No, average statistical power is not as high as you think: Tracing a statistical error as it spreads through the literature

https://statmodeling.stat.columbia.edu/2020/05/18/no-average-statistical-power-is-not-as-high-as-you-think-tracing-a-statistical-error-as-it-spreads-through-the-literature/

I was reading this recently published article by Sakaluk et al. and came across a striking claim:

Despite recommendations that studies be conducted with 80% power for the expected effect size, recent reviews have found that the average social science study possesses only a 44% chance of detecting an existing medium-sized true effect (Szucs & Ioannidis, 2017).

I noticed this not because the claimed 44% was so low but because it was so high! I strongly doubt that the average social science study possesses a power of anything close to 44%. Why? Because 44% is close to 50%, and a study will have power of 50% if the true effect is 2 standard errors away from zero. I doubt that typical studies have such large effects.

I was curious where the 44% came from, so I looked up the Szucs and Ioannidis article, “Empirical assessment of published effect sizes and power in the recent cognitive neuroscience and psychology literature.” Here’s the relevant passage from the abstract:

We have empirically assessed the distribution of published effect sizes and estimated power by analyzing 26,841 statistical records from 3,801 cognitive neuroscience and psychology papers published recently. The reported median effect size was D = 0.93 (interquartile range: 0.64–1.46) for nominally statistically significant results and D = 0.24 (0.11–0.42) for nonsignificant results. Median power to detect small, medium, and large effects was 0.12, 0.44, and 0.73, reflecting no improvement through the past half-century.

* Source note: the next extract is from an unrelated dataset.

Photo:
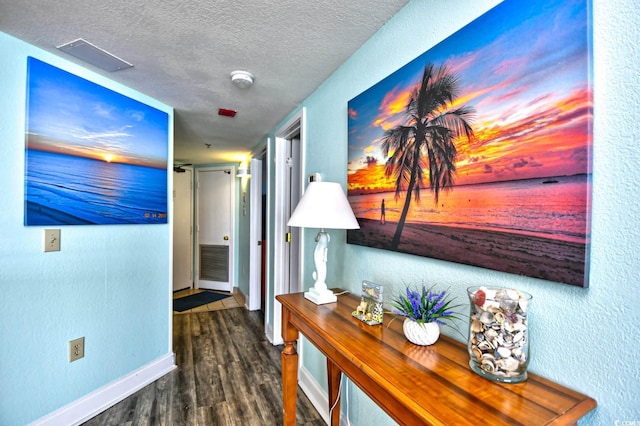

This is fine—but I don’t think most effect sizes are so large. To put it another way, what they call a “medium effect,” I would call a huge effect. So, realistically, power will be much much less than 44%.

This is important, because if researchers come into a study with the seemingly humble expectation of 44% power, then they’ll expect that they’ll get “p less than 0.05” about half the time, and if they don’t they’ll think that something went wrong. Actually, though, the only way that researchers have been having such a high apparent success rate in the past is from forking paths. The expectation of 44% power has bad consequences.